Combat disciplines already on the Olympic programme are perhaps wary of the rise of a sport which attracts millions of fans through events like the Ultimate Fighting Championship (UFC), and could believe that their places are under threat.

“It’s well documented that there are political factions pushing against MMA,” said Brown. 

“I totally understand that in terms of MMA being one of the fastest growing sports. 

“But to me that’s the fanbase. 

“In terms of the growth of the sport, it’s still new. 

“It’s unusual for a sport to be born upside down. 

“It started with the promotions like UFC and Bellator, which have been dominating our sport, and the growth of that is phenomenal. 

“People have access to the sport of mixed martial arts and it has created legends and superstars out of that. 

“But not only that, it gives the opportunity for the combat sports, those top five per cent of athletes who finish their careers and have nowhere to go, they can then showcase their skills in a new discipline and can make some money out of it. 

“Coming out of it as an amateur and having a platform to showcase your skills, whether that’s karate, judo or wrestling, or any of that, it’s a positive.

“But the problem was there was no foundation for amateurs. 

“With IMMAF, our job and our remit is to build that infrastructure, and to build a confident International Federation that is transparent, that is fair, and that is built on values. 

“There are core sports that don’t want to see us get any form of recognition. 

“At WADA we’re a non-Olympic sport, a non-recognised sport, that has gone to the highest rating of the new WADA Code. 

“So what does that tell you?”

MMA also has to battle against the perception that it is a brutal sport which results in numerous injuries.

Some will know it simply as “cage fighting” and believe incorrectly that it is dangerous.

The truth is that the sport is no more harmful than other martial arts, and there are robust safety protocols in place as well as education initiatives. 

Amateur events are also a world away from the trash talking and theatre often found in a promotion such as the UFC, which might not seem in keeping with the Olympic Movement.

The World Championships felt the same as a flagship event in any Olympic sport – with athletes proud to represent their country and doing so in a competitive yet sporting manner.

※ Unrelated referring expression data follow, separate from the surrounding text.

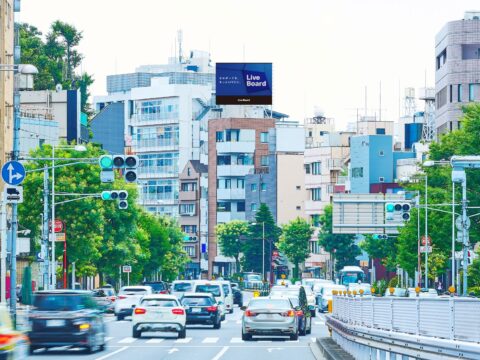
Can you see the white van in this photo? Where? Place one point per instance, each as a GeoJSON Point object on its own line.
{"type": "Point", "coordinates": [227, 289]}
{"type": "Point", "coordinates": [216, 289]}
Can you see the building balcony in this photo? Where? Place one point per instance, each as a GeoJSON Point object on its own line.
{"type": "Point", "coordinates": [188, 195]}
{"type": "Point", "coordinates": [233, 170]}
{"type": "Point", "coordinates": [235, 147]}
{"type": "Point", "coordinates": [154, 119]}
{"type": "Point", "coordinates": [230, 194]}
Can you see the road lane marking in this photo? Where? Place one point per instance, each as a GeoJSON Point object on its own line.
{"type": "Point", "coordinates": [127, 340]}
{"type": "Point", "coordinates": [183, 341]}
{"type": "Point", "coordinates": [221, 353]}
{"type": "Point", "coordinates": [112, 353]}
{"type": "Point", "coordinates": [210, 340]}
{"type": "Point", "coordinates": [154, 341]}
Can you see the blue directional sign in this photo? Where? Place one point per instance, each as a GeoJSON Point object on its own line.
{"type": "Point", "coordinates": [13, 173]}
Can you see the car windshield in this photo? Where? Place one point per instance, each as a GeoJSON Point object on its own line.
{"type": "Point", "coordinates": [269, 304]}
{"type": "Point", "coordinates": [160, 302]}
{"type": "Point", "coordinates": [62, 302]}
{"type": "Point", "coordinates": [197, 301]}
{"type": "Point", "coordinates": [212, 289]}
{"type": "Point", "coordinates": [133, 291]}
{"type": "Point", "coordinates": [155, 286]}
{"type": "Point", "coordinates": [182, 287]}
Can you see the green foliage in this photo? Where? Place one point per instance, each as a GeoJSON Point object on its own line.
{"type": "Point", "coordinates": [228, 236]}
{"type": "Point", "coordinates": [294, 242]}
{"type": "Point", "coordinates": [56, 58]}
{"type": "Point", "coordinates": [341, 245]}
{"type": "Point", "coordinates": [253, 247]}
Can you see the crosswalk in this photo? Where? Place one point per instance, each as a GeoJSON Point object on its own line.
{"type": "Point", "coordinates": [173, 340]}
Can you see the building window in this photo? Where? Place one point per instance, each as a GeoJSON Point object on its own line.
{"type": "Point", "coordinates": [316, 194]}
{"type": "Point", "coordinates": [224, 206]}
{"type": "Point", "coordinates": [357, 172]}
{"type": "Point", "coordinates": [241, 206]}
{"type": "Point", "coordinates": [264, 137]}
{"type": "Point", "coordinates": [264, 160]}
{"type": "Point", "coordinates": [316, 168]}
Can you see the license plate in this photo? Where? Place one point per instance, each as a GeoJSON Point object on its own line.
{"type": "Point", "coordinates": [55, 323]}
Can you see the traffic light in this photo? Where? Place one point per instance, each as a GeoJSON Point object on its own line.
{"type": "Point", "coordinates": [131, 163]}
{"type": "Point", "coordinates": [106, 165]}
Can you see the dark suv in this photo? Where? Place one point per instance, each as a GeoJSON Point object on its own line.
{"type": "Point", "coordinates": [66, 318]}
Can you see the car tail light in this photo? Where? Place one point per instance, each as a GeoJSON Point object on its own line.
{"type": "Point", "coordinates": [178, 311]}
{"type": "Point", "coordinates": [289, 313]}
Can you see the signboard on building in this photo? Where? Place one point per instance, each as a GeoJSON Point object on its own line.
{"type": "Point", "coordinates": [244, 83]}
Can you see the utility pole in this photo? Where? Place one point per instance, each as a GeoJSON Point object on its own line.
{"type": "Point", "coordinates": [44, 246]}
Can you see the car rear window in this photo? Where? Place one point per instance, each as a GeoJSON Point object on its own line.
{"type": "Point", "coordinates": [212, 289]}
{"type": "Point", "coordinates": [62, 302]}
{"type": "Point", "coordinates": [269, 304]}
{"type": "Point", "coordinates": [160, 302]}
{"type": "Point", "coordinates": [182, 287]}
{"type": "Point", "coordinates": [197, 301]}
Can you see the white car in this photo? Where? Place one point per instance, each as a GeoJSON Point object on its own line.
{"type": "Point", "coordinates": [216, 289]}
{"type": "Point", "coordinates": [159, 312]}
{"type": "Point", "coordinates": [227, 289]}
{"type": "Point", "coordinates": [128, 297]}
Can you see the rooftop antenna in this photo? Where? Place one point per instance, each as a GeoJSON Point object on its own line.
{"type": "Point", "coordinates": [180, 40]}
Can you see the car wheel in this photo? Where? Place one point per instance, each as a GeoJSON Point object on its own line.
{"type": "Point", "coordinates": [246, 337]}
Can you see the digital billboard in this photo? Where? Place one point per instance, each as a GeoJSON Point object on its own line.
{"type": "Point", "coordinates": [244, 83]}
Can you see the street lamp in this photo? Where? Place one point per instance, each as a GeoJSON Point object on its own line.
{"type": "Point", "coordinates": [80, 148]}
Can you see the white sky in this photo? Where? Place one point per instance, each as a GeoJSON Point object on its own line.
{"type": "Point", "coordinates": [324, 51]}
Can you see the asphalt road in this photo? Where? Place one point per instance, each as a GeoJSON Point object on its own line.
{"type": "Point", "coordinates": [200, 343]}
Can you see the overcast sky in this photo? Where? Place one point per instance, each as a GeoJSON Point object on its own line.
{"type": "Point", "coordinates": [324, 51]}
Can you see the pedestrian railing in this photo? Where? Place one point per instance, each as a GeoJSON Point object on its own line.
{"type": "Point", "coordinates": [451, 318]}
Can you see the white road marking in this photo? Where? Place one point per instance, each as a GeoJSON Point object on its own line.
{"type": "Point", "coordinates": [128, 340]}
{"type": "Point", "coordinates": [210, 340]}
{"type": "Point", "coordinates": [183, 341]}
{"type": "Point", "coordinates": [221, 353]}
{"type": "Point", "coordinates": [112, 353]}
{"type": "Point", "coordinates": [154, 341]}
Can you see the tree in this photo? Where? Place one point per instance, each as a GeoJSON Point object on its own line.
{"type": "Point", "coordinates": [294, 242]}
{"type": "Point", "coordinates": [253, 247]}
{"type": "Point", "coordinates": [342, 246]}
{"type": "Point", "coordinates": [229, 238]}
{"type": "Point", "coordinates": [56, 58]}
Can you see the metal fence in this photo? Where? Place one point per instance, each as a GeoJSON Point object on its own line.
{"type": "Point", "coordinates": [446, 318]}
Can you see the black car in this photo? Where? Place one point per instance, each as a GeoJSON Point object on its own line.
{"type": "Point", "coordinates": [202, 309]}
{"type": "Point", "coordinates": [158, 287]}
{"type": "Point", "coordinates": [237, 294]}
{"type": "Point", "coordinates": [66, 318]}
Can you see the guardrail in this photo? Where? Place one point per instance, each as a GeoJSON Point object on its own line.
{"type": "Point", "coordinates": [450, 318]}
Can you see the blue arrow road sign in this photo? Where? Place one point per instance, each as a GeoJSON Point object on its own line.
{"type": "Point", "coordinates": [13, 173]}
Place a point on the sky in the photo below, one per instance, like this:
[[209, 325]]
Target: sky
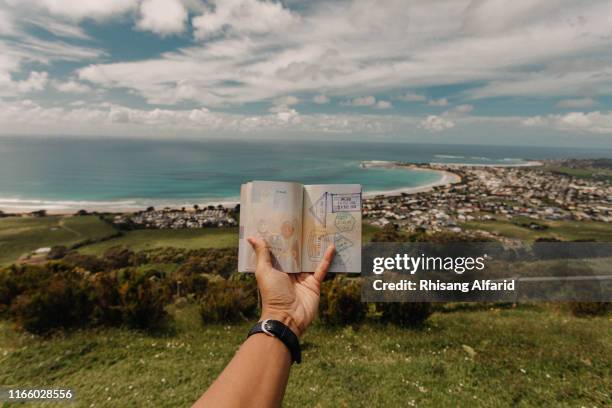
[[464, 71]]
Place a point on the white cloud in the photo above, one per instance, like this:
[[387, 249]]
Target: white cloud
[[260, 50], [460, 109], [163, 17], [575, 103], [437, 102], [383, 105], [591, 122], [243, 16], [81, 118], [360, 101], [81, 9], [36, 81], [7, 26], [320, 99], [412, 97], [71, 86], [435, 123], [288, 100]]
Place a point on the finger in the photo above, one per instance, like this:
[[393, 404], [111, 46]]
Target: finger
[[321, 270], [262, 252]]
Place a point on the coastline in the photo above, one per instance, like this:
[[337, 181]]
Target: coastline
[[446, 178], [69, 207]]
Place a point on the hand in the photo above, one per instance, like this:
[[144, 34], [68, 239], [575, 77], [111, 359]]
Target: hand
[[292, 298]]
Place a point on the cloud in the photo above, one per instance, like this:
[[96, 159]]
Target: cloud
[[591, 122], [36, 81], [460, 110], [282, 105], [288, 100], [81, 9], [243, 16], [437, 102], [383, 105], [320, 99], [360, 101], [575, 103], [82, 118], [434, 123], [412, 97], [71, 86], [163, 17], [260, 50]]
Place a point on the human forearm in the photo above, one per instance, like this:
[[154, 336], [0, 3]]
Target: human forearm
[[256, 376]]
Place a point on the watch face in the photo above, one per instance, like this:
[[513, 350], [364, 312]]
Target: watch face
[[266, 327]]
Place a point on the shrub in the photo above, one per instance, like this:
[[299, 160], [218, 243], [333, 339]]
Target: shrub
[[62, 302], [88, 262], [143, 299], [57, 252], [119, 257], [341, 301], [406, 314], [40, 298], [584, 309], [228, 301]]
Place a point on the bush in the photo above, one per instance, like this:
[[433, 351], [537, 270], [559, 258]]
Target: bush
[[62, 302], [57, 252], [585, 309], [40, 298], [228, 301], [341, 301], [143, 299], [119, 257], [405, 314]]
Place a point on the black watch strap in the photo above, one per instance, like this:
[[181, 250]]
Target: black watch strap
[[279, 330]]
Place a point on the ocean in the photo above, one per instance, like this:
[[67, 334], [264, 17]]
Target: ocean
[[110, 173]]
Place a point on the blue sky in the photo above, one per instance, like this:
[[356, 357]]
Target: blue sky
[[473, 71]]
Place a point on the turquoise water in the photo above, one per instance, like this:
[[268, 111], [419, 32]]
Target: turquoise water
[[61, 172]]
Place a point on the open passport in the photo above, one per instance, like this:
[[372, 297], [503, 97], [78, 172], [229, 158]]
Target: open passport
[[298, 223]]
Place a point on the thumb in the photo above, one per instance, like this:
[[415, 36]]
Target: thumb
[[262, 252], [321, 270]]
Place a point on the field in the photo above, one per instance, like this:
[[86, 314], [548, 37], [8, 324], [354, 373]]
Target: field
[[564, 230], [186, 238], [481, 357], [20, 235], [465, 355], [585, 172]]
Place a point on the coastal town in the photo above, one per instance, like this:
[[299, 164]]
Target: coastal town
[[483, 193], [169, 218]]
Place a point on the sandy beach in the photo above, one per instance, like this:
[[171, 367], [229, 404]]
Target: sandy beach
[[446, 178]]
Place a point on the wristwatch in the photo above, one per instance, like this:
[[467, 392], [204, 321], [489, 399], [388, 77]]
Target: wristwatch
[[277, 329]]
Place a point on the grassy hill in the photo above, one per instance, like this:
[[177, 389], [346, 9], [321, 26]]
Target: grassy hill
[[20, 235], [482, 356], [563, 230]]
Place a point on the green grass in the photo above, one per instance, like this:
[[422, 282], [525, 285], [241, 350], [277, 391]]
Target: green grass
[[587, 172], [186, 238], [523, 357], [564, 230], [20, 235]]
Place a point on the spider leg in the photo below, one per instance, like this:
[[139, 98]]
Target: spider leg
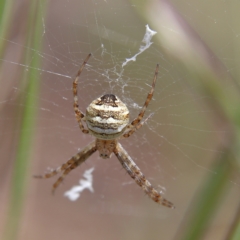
[[78, 113], [137, 120], [75, 161], [135, 173]]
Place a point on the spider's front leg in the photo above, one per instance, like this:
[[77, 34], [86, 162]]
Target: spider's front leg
[[78, 113], [71, 164], [134, 171]]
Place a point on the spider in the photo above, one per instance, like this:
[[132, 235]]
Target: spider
[[107, 119]]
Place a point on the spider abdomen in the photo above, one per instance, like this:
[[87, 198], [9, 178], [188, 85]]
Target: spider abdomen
[[107, 117]]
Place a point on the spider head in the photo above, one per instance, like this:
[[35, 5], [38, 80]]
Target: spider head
[[107, 117]]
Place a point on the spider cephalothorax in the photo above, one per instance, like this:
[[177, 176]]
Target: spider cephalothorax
[[107, 119]]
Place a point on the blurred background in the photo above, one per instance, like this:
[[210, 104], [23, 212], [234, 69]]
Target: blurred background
[[188, 149]]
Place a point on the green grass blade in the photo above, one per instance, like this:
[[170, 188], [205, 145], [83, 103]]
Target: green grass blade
[[21, 165]]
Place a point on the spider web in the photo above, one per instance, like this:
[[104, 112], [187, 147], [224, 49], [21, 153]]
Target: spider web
[[174, 149]]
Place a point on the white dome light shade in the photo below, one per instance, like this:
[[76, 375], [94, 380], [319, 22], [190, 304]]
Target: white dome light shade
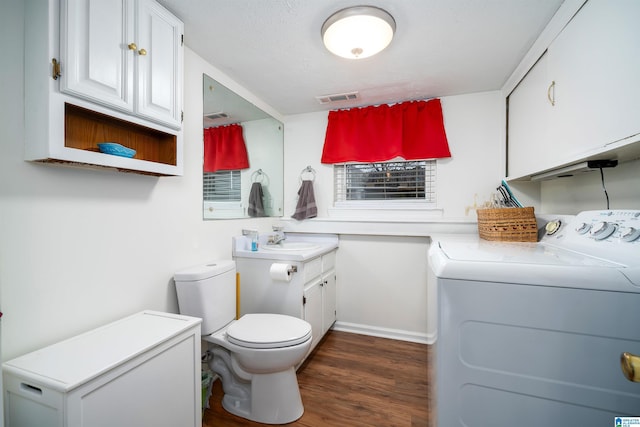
[[358, 32]]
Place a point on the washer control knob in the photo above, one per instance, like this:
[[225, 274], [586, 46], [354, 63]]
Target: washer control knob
[[629, 234], [583, 227], [602, 230], [552, 227]]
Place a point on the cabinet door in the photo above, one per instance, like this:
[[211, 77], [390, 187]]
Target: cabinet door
[[328, 300], [159, 56], [529, 145], [313, 310], [96, 62], [596, 62]]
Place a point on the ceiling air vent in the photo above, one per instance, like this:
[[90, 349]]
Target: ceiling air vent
[[214, 116], [337, 97]]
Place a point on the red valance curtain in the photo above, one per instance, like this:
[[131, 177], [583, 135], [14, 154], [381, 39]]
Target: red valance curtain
[[411, 130], [224, 149]]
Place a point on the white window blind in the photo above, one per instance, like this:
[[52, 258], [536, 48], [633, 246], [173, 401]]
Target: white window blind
[[222, 186], [397, 181]]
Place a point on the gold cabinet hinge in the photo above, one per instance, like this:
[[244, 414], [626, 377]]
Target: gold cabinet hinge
[[55, 69]]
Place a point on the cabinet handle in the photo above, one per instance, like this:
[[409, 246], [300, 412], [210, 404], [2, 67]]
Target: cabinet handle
[[630, 364], [552, 87], [55, 69]]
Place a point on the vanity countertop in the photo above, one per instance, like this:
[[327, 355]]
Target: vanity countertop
[[318, 246]]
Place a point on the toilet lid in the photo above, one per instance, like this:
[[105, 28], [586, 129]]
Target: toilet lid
[[262, 330]]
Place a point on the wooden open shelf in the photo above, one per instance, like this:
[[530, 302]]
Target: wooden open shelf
[[84, 129]]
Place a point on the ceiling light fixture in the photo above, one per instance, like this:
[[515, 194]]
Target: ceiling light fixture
[[358, 32]]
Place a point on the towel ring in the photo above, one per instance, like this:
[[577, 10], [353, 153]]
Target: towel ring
[[310, 170], [259, 176]]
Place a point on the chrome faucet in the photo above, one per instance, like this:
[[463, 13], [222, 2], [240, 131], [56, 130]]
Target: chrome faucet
[[278, 235]]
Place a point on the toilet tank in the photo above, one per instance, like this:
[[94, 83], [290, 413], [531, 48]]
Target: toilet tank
[[209, 292]]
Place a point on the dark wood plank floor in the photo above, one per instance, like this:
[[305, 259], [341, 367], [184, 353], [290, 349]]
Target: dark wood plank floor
[[355, 380]]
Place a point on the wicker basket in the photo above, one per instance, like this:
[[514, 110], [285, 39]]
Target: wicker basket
[[508, 224]]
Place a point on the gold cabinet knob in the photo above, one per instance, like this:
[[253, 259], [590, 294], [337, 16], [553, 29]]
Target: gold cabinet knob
[[630, 364]]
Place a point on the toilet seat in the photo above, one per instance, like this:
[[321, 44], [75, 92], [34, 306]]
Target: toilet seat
[[265, 330]]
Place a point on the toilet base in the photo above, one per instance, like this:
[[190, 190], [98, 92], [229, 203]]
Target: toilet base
[[275, 399]]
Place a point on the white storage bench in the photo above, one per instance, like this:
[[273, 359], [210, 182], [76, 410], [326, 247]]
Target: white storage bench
[[143, 370]]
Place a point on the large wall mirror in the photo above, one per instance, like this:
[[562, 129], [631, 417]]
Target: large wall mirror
[[254, 189]]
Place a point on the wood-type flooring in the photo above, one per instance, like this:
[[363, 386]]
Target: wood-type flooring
[[355, 380]]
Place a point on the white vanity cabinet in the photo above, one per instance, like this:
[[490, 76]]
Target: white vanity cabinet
[[311, 293], [580, 99], [319, 297], [143, 370], [125, 54], [85, 85]]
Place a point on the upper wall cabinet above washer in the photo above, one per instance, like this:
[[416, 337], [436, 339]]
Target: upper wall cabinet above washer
[[97, 72], [580, 100], [124, 54]]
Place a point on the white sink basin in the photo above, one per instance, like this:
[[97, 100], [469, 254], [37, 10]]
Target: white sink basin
[[290, 246]]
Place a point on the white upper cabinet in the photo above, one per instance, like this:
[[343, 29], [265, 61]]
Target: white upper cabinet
[[125, 54], [579, 101], [529, 140], [595, 63], [159, 64], [97, 64], [103, 71]]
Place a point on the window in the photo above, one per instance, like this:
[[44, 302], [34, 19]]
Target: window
[[222, 186], [385, 183]]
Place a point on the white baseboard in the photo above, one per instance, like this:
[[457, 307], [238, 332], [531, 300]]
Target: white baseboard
[[376, 331]]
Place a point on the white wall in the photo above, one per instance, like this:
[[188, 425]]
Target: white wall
[[584, 192], [382, 267], [80, 248]]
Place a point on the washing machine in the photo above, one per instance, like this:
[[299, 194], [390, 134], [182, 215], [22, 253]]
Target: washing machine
[[531, 334]]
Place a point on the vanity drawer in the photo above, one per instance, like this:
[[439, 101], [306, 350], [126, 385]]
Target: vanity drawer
[[328, 261], [312, 269]]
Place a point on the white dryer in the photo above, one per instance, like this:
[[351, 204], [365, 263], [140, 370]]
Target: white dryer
[[531, 334]]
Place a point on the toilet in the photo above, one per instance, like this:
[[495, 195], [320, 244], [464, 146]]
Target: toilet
[[254, 356]]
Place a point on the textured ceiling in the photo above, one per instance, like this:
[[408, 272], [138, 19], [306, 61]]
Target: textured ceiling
[[441, 47]]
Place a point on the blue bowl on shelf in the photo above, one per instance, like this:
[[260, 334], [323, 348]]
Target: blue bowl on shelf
[[116, 149]]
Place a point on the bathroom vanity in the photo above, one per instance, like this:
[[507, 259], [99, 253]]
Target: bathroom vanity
[[308, 293], [143, 370]]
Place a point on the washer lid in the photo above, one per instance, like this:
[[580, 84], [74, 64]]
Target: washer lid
[[265, 330]]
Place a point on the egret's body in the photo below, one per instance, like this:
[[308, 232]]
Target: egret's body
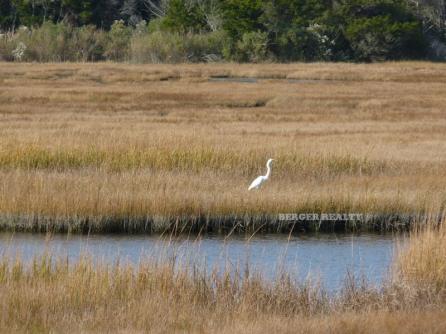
[[262, 178]]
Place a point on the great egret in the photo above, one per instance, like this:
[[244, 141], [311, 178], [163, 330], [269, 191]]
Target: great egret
[[262, 178]]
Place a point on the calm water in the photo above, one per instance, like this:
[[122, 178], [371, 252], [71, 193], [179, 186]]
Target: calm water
[[327, 257]]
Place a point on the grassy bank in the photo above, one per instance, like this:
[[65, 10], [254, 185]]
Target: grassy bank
[[50, 294], [115, 147]]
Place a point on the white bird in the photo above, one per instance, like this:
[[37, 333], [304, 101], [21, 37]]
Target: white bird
[[262, 178]]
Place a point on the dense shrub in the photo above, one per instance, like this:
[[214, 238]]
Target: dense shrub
[[239, 30], [252, 47], [374, 30], [378, 38], [118, 42]]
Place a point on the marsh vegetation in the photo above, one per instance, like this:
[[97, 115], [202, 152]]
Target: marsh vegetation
[[110, 147]]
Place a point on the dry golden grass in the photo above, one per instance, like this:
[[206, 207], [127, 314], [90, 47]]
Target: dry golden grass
[[160, 143], [52, 295]]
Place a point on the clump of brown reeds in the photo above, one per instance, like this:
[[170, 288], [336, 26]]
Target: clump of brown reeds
[[51, 294]]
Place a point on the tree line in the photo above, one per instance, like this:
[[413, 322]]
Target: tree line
[[236, 30]]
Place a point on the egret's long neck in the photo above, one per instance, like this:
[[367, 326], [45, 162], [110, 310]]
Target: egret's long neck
[[268, 172]]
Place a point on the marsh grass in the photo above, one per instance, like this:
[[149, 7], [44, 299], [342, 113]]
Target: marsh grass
[[50, 293]]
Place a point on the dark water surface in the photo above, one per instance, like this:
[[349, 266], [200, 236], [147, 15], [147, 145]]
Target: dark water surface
[[327, 257]]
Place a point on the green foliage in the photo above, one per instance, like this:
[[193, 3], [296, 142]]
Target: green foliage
[[252, 47], [252, 30], [174, 47], [379, 38], [118, 42], [378, 30], [242, 16], [184, 17]]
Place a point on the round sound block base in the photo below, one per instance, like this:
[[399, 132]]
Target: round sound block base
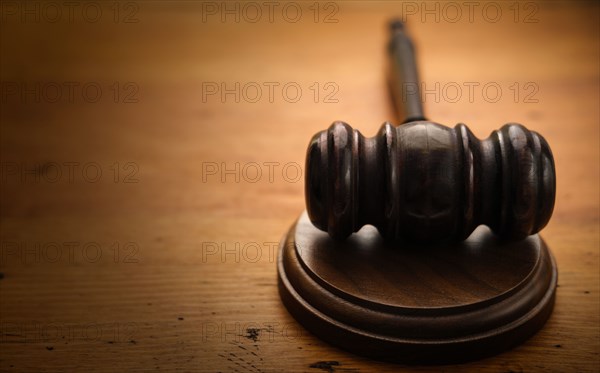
[[416, 304]]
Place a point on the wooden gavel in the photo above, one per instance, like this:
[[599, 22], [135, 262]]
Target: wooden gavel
[[425, 182]]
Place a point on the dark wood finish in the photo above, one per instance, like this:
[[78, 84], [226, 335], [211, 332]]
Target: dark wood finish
[[170, 212], [434, 304], [426, 182]]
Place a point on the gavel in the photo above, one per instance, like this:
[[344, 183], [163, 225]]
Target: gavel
[[425, 182]]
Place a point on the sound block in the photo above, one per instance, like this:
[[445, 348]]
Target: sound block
[[416, 304]]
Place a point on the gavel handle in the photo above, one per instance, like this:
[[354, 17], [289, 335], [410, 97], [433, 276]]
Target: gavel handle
[[404, 79]]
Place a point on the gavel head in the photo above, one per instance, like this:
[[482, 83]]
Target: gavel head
[[426, 182]]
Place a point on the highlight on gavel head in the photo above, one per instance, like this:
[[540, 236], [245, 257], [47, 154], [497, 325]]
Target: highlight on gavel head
[[425, 182]]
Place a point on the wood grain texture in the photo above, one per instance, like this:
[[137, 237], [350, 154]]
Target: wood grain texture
[[413, 304], [186, 279]]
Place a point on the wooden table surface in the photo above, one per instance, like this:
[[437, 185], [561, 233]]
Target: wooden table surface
[[152, 157]]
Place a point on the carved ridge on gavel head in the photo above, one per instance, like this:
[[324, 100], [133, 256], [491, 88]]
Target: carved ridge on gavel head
[[426, 182]]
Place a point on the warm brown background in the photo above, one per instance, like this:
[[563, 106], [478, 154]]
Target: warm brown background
[[166, 298]]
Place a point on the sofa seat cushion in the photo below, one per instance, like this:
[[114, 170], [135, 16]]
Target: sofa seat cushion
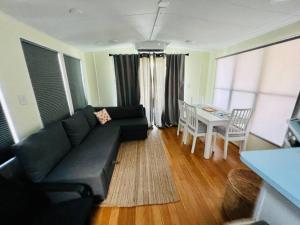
[[88, 112], [131, 129], [76, 127], [91, 161], [42, 151]]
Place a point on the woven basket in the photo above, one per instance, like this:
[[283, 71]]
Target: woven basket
[[241, 192]]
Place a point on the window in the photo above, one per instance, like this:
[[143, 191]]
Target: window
[[266, 79], [6, 138], [46, 78], [73, 69]]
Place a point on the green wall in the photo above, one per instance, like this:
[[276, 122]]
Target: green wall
[[14, 78]]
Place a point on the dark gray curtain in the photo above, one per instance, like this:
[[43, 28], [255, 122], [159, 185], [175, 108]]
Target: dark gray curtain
[[126, 71], [174, 88]]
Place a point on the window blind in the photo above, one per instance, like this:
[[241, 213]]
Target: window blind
[[73, 69], [46, 78], [6, 138], [265, 79]]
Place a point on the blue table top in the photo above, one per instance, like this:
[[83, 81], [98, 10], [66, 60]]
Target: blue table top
[[280, 168]]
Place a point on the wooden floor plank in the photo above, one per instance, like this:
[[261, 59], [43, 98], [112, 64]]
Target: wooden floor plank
[[200, 184]]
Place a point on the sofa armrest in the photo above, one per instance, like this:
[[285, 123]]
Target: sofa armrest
[[82, 189]]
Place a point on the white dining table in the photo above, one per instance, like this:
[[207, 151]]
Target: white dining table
[[211, 119]]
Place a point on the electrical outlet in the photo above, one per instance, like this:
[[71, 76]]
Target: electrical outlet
[[22, 100]]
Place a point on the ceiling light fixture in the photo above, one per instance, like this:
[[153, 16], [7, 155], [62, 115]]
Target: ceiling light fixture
[[162, 4], [75, 11], [278, 1]]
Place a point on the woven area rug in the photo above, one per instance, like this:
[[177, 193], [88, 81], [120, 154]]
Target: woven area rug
[[143, 176]]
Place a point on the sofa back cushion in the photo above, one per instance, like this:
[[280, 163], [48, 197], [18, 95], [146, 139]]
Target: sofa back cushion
[[41, 152], [76, 127], [88, 112], [125, 112]]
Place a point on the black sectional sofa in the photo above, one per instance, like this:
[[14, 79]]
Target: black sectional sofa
[[79, 149]]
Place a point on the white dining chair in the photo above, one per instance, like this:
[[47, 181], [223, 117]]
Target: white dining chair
[[237, 129], [194, 126], [182, 117]]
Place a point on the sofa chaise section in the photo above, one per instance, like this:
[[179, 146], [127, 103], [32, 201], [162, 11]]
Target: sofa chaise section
[[79, 149]]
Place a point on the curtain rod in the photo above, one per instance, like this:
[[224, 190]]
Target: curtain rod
[[186, 54]]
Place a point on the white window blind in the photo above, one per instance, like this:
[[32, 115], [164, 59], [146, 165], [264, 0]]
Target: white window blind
[[268, 80]]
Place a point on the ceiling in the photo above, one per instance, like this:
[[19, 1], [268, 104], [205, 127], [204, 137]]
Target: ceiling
[[194, 24]]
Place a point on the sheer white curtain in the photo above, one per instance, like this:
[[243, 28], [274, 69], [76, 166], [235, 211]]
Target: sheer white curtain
[[159, 78], [152, 75], [146, 87]]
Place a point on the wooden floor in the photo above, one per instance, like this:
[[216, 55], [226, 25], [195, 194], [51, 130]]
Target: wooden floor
[[200, 184]]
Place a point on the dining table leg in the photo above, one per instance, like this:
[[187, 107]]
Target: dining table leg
[[208, 139]]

Some in amateur MMA circles have started to speak more positively about one day appearing on the Olympic programme.

With the International Olympic Committee (IOC) placing emphasis on sports that appeal to younger generations, you would have thought that IMMAF would already be in a strong position.

Climbing, surfing, skateboarding and breaking are among the sports put forward by the IOC to tick the youth box, but, with the greatest respect to these, surely MMA has a greater share of young people’s attention than any of them.

UFC events, for instance, attract huge audiences and coverage in media publications around the world. 

None of the new Olympic sports can boast the same buzz surrounding their flagship competitions, and their fanbases are tiny in comparison.

Yes, the MMA athletes appearing at the Olympics would likely not be the very big names who have turned professional.

But there would certainly be interest in watching new stars of the sport, and the future major champions, as they emerge. 

You only have to look at the list of Olympic boxing gold medallists to see how impressive the production line could become.

At the very least, MMA deserves its chance to bid for an Olympic place on an equal footing to other sports, with the presence of GAISF observer Donato Milano at the IMMAF General Assembly perhaps a positive first step towards that.

Incorrect perceptions about the sport, or existing Olympic martial arts worrying about being overshadowed, should not be a barrier, and it seems daft that the fast-growing phenomenon of MMA is not represented within GAISF when more than 120 other sports are.

 “We’ve got to get past the first hurdle,” Brown said on potential Olympic inclusion.

“We’ve got to get recognised.

“Olympic Games is a ‘nice to have’ – it would be great. 

“The next generation, it’s important to educate. 

“So they understand about this sport and about all the other areas which are important, to make sure that the sport is represented as a gold standard.

“So, if the Olympics presents itself, we’re ready.”